QuantumLattices.dimension
— Methoddimension(point::Point) -> Int
dimension(::Type{<:Point{N}}) where N -> Int
Get the spatial dimension of a point.
QuantumLattices.dtype
— Methoddtype(lattice::AbstractLattice)
dtype(::Type{<:AbstractLattice{N, D} where N}) where {D<:Number}
Get the data type of the coordinates of a lattice.
QuantumLattices.dtype
— Methoddtype(bond::Bond)
dtype(::Type{<:Bond{K, P} where K}) where {P<:Point}
Get the data type of the coordinates of the points contained in a generic bond.
QuantumLattices.dtype
— Methoddtype(point::Point)
dtype(::Type{<:Point{N, D} where N}) where {D<:Number}
Get the data type of the coordinates of a point.
QuantumLattices.expand
— Methodexpand(momentum::Momentum, reciprocals::AbstractVector{<:AbstractVector{<:Number}}) -> eltype(reciprocals)

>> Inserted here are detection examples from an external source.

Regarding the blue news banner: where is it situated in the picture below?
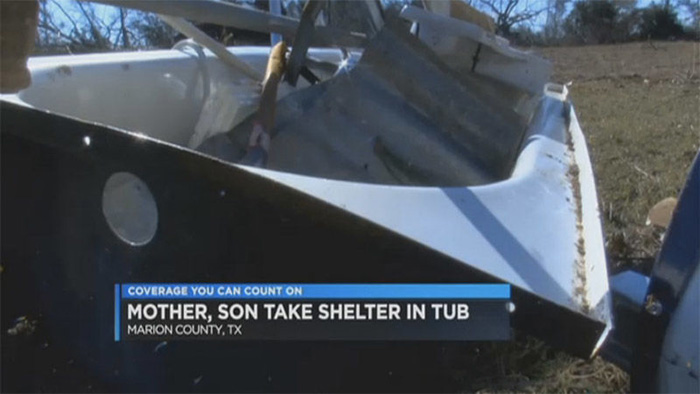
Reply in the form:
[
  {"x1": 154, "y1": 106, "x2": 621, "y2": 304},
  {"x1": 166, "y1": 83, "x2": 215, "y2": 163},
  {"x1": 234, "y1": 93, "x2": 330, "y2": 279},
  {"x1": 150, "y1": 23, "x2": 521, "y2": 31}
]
[{"x1": 114, "y1": 283, "x2": 513, "y2": 341}]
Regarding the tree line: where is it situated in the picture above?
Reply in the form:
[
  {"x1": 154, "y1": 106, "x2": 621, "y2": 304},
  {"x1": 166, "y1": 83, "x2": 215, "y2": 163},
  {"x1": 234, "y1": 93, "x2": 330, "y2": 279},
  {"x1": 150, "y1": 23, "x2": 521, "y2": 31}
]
[{"x1": 35, "y1": 0, "x2": 700, "y2": 54}]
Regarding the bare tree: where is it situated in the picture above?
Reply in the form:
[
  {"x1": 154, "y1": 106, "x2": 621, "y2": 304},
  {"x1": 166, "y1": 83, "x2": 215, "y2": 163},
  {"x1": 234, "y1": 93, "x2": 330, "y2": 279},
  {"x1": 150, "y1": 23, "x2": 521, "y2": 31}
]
[
  {"x1": 480, "y1": 0, "x2": 547, "y2": 36},
  {"x1": 544, "y1": 0, "x2": 571, "y2": 44}
]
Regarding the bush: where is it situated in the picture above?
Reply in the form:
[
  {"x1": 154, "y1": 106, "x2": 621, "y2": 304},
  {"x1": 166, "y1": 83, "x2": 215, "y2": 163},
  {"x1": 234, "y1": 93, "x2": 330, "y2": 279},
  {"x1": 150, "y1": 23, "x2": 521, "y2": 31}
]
[{"x1": 639, "y1": 5, "x2": 684, "y2": 40}]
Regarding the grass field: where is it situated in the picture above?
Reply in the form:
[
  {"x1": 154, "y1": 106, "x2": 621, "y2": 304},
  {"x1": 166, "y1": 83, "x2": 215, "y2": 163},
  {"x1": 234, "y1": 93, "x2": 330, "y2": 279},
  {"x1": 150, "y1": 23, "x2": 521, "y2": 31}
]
[{"x1": 451, "y1": 42, "x2": 700, "y2": 392}]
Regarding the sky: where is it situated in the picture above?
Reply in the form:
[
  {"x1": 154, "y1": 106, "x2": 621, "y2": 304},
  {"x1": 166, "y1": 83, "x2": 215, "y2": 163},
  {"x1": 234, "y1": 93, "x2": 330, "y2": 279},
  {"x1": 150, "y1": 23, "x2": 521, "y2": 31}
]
[{"x1": 49, "y1": 0, "x2": 689, "y2": 37}]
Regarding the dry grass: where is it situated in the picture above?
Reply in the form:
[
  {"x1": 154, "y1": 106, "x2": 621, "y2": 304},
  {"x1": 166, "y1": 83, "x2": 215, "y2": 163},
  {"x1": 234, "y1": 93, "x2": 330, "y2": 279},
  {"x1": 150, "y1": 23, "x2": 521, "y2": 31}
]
[
  {"x1": 541, "y1": 42, "x2": 700, "y2": 271},
  {"x1": 456, "y1": 42, "x2": 700, "y2": 393}
]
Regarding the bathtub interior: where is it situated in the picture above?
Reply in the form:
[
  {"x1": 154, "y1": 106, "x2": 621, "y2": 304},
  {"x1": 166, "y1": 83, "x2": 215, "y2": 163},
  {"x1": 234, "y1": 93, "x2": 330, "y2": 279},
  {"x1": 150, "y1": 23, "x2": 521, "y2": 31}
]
[{"x1": 12, "y1": 29, "x2": 541, "y2": 186}]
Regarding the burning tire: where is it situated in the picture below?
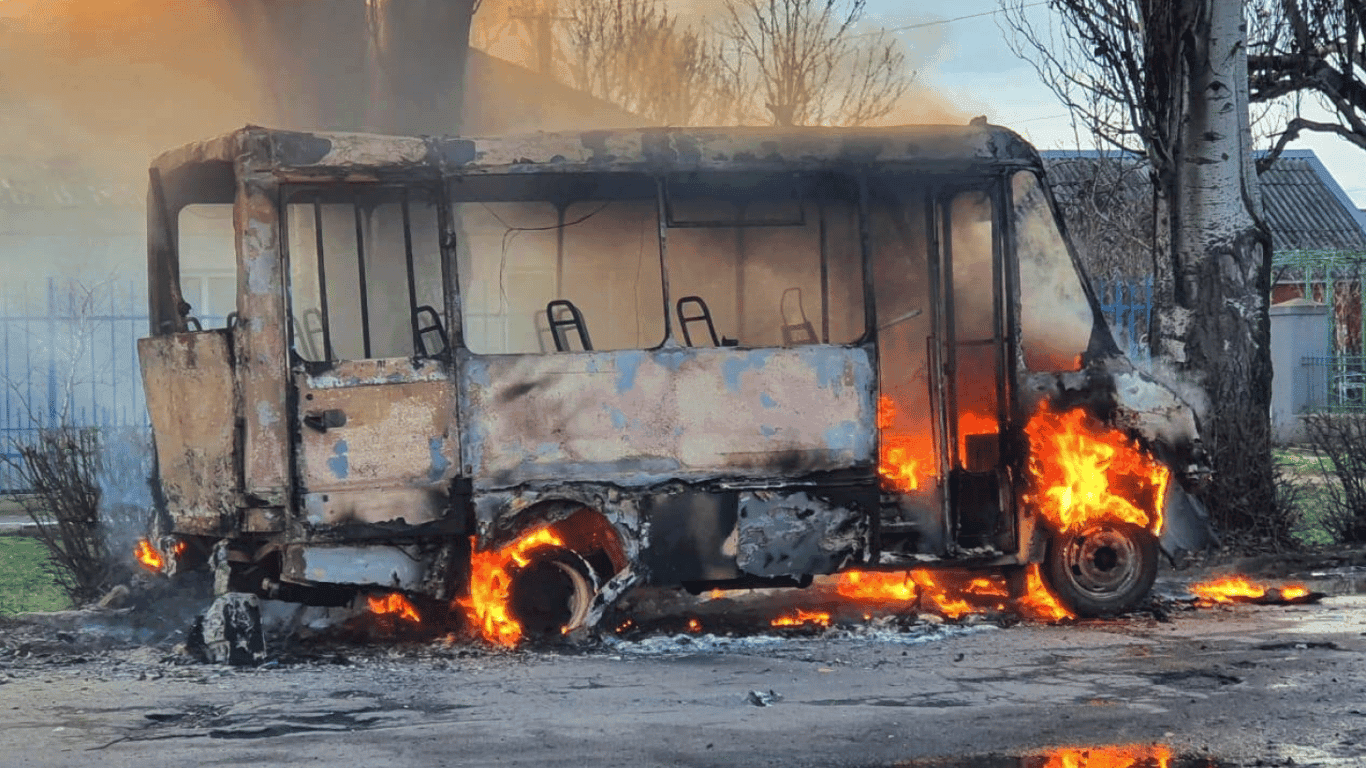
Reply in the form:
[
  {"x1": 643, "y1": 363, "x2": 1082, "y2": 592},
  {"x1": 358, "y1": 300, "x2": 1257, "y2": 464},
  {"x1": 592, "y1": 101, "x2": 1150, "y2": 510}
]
[
  {"x1": 508, "y1": 547, "x2": 598, "y2": 637},
  {"x1": 1044, "y1": 522, "x2": 1157, "y2": 616}
]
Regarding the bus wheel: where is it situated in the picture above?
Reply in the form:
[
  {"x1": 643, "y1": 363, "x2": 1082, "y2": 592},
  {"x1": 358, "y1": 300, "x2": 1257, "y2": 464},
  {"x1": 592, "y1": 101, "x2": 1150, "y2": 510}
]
[
  {"x1": 1044, "y1": 522, "x2": 1157, "y2": 616},
  {"x1": 508, "y1": 547, "x2": 598, "y2": 637}
]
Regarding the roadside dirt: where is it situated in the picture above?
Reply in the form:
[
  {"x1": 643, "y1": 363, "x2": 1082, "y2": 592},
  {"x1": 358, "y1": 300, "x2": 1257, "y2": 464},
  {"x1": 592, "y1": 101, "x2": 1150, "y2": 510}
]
[{"x1": 0, "y1": 568, "x2": 1366, "y2": 768}]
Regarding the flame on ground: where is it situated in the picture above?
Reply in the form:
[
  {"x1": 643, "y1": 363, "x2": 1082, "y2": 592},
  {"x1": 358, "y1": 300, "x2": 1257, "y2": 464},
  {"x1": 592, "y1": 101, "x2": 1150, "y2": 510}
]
[
  {"x1": 1031, "y1": 743, "x2": 1172, "y2": 768},
  {"x1": 365, "y1": 592, "x2": 422, "y2": 623},
  {"x1": 1015, "y1": 563, "x2": 1076, "y2": 623},
  {"x1": 836, "y1": 566, "x2": 1075, "y2": 622},
  {"x1": 1188, "y1": 575, "x2": 1309, "y2": 603},
  {"x1": 133, "y1": 538, "x2": 165, "y2": 571},
  {"x1": 769, "y1": 608, "x2": 831, "y2": 627},
  {"x1": 1025, "y1": 403, "x2": 1171, "y2": 533},
  {"x1": 456, "y1": 527, "x2": 564, "y2": 648}
]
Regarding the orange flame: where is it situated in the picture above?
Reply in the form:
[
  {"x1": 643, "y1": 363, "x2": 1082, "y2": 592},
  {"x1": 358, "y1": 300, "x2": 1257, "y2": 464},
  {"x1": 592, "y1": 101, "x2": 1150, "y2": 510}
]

Expand the momentum from integral values to real values with the given reciprocals.
RecipesBase.apply_recipe
— Function@recipe plot(lattice::AbstractLattice, neighbors::Union{Int, Neighbors}, filter::Function=bond->true; siteon=false)
Define the recipe for the visualization of a lattice.
RecipesBase.apply_recipe
— Method@recipe plot(path::ReciprocalCurve)
Define the recipe for the visualization of a reciprocal curve.
RecipesBase.apply_recipe
— Method@recipe plot(path::ReciprocalPath, y::AbstractVector{<:Number}, data::AbstractMatrix{<:Number})
Define the recipe for the heatmap visualization of data on the x-y plain with the x axis being a reciprocal path.
RecipesBase.apply_recipe
— Method@recipe plot(path::ReciprocalPath)
Define the recipe for the visualization of a reciprocal path.
RecipesBase.apply_recipe
— Method@recipe plot(reciprocalspace::ReciprocalSpace)
Define the recipe for the visualization of a reciprocal space.